Of course, my confusion about playing sports may stem from how badly I suck at it—that’s what I meant about being a “poor sport.” It’s not that I didn’t try. Each time I was conscripted to play one of these competitive games in Phys. Ed. class, I’d give it my best. But—except for running—I’m just not built for that sort of thing. Thanks to several bullies I’ve had the enormous pleasure to meet in my life, I can usually outrun most anything. But make me kick or catch a ball along the way and I’m liable to make a dramatic face-plant on the turf, or knock over my fellow players like bowling pins.

20070812-02-01There is one sport I suck at in a particularly awesome way though:

Dodgeball…

Yet another silly game with balls, which I find ironic; but this one involves the biggest, strongest kids throwing stinging hard rubber projectiles at each other, but especially the easily-bruised geeky ones—like me.

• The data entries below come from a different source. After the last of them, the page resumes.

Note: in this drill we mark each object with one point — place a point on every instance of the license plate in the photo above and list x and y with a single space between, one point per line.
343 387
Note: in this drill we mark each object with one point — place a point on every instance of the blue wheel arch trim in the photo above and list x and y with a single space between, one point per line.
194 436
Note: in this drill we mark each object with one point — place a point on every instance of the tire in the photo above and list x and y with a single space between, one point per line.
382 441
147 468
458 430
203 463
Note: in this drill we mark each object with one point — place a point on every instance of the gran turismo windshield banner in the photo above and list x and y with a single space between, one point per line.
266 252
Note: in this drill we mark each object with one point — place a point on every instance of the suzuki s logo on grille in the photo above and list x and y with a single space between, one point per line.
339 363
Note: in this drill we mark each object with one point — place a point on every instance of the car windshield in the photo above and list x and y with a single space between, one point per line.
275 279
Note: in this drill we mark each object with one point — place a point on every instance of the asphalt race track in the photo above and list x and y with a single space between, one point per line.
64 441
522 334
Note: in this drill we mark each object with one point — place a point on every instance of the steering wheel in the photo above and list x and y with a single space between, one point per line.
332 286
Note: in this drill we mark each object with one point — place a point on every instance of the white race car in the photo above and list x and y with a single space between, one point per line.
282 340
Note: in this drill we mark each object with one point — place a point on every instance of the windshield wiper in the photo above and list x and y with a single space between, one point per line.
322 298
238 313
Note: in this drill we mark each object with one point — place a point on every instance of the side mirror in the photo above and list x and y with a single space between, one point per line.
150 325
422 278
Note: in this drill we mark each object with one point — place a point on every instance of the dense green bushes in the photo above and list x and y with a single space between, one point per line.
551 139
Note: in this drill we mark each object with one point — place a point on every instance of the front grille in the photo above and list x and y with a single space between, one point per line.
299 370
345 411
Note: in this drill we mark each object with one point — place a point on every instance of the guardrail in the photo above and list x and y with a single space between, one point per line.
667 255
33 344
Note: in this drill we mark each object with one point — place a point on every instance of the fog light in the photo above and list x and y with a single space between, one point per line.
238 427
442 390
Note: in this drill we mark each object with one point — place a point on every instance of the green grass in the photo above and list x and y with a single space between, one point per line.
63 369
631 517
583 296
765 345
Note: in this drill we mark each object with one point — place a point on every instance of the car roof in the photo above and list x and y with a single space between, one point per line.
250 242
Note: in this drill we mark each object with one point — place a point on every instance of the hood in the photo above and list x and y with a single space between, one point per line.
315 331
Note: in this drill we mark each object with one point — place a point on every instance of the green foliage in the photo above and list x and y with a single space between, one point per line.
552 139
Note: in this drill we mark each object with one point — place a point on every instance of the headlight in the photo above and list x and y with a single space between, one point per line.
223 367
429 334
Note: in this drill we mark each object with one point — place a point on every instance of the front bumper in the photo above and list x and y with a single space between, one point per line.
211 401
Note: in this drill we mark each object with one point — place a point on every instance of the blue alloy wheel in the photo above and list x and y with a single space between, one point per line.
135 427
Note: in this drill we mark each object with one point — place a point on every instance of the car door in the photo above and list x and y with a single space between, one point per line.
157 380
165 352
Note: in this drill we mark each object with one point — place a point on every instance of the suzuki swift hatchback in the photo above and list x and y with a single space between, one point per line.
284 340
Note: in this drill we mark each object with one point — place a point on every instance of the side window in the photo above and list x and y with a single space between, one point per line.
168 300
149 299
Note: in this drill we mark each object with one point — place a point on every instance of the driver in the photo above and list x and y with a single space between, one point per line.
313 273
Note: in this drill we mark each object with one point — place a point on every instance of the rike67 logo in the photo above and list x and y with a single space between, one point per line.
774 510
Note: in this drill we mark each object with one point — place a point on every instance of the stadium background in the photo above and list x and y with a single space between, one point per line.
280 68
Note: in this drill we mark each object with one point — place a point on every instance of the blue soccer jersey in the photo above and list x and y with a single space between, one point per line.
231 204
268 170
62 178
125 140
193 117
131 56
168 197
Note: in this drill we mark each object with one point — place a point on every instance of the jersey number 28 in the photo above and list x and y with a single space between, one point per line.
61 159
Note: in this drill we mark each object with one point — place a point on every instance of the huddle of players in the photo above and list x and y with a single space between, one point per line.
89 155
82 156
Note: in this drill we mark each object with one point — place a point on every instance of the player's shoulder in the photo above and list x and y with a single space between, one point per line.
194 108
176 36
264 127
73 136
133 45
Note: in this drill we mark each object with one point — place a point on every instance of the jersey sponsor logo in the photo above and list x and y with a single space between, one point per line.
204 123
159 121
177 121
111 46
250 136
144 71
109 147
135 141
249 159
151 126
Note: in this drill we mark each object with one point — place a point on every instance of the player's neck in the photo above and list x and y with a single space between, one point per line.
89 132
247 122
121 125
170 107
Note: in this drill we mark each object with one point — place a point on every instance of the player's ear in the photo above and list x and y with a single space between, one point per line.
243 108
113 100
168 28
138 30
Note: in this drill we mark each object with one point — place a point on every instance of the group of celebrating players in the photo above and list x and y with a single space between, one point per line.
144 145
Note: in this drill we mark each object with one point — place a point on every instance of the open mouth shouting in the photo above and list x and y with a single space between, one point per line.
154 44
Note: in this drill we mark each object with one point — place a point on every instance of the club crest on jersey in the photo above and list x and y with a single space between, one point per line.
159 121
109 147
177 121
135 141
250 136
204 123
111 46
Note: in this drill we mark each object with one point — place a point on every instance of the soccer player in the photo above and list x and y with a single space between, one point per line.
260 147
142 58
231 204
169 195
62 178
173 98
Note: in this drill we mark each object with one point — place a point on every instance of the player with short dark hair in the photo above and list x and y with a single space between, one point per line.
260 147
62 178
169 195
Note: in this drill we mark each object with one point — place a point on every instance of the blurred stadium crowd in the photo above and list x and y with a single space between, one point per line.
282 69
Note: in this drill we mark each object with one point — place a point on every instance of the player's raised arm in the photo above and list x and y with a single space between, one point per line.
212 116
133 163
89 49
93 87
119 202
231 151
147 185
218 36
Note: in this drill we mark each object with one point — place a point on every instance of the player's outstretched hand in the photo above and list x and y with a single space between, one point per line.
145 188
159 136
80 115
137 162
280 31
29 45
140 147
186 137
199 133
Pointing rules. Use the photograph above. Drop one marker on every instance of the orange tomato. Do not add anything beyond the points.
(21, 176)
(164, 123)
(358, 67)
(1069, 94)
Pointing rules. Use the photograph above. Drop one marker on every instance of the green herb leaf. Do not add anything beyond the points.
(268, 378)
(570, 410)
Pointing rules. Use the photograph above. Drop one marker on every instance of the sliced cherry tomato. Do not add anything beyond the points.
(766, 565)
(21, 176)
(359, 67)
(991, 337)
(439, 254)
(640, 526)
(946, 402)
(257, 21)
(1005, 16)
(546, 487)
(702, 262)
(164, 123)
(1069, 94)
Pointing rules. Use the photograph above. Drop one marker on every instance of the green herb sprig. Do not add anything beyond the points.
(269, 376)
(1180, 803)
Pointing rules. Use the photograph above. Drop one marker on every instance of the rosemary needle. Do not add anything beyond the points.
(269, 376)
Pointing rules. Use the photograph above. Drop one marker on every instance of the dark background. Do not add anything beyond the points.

Someone was feeling particularly sadistic when they came up with this game.

I’m usually the last one picked for any team; but in this game, once I’m out on the polished gym floor, they get a surprise: If there’s one thing about me and pain, I’m good at getting out of its way. I can move! With a dozen of these hard rubber horrors whipping around at once, I can duck, jump, run or simply turn sideways and disappear.

Yes, sometimes that joke is true—at least back in my pre-college days.

Unfortunately, that’s where my talents end. If my team was winning, it was not due to any help from me. My throwing ability then was despicable, and catching a ball to get someone out was not an option.

If my team was losing, my evasive talents simply drew out their imminent death. At this point, the teacher would become impatient, watching my macabre survival dance, and dissolve the “do-not-cross” line between the teams. My assailants would then amass and move in for the kill. All my hard work would lead to circular bruises all over my body, rather than the expected one. You would think I’d figure this out and sacrifice myself early on … but apparently, I don’t have a mind for sports either; and survival is a hard habit to break.

In the end, with all such sports, my performance would amount to a spastic effort to avail, but end in a letdown to beat the lowest of expectations. Looking back now, it seems to make more sense to me, that if the team captains don’t really want to pick the geeky kid—the one trying to make herself invisible behind the climbing rope—and the invisible one doesn’t want to be picked—why not just let them sit out all the silliness and read a book, or play with their new calculator.

If exercise truly is mandatory, then they could be made to run laps around the field. This would’ve worked for me. I could say I ran circles around them all.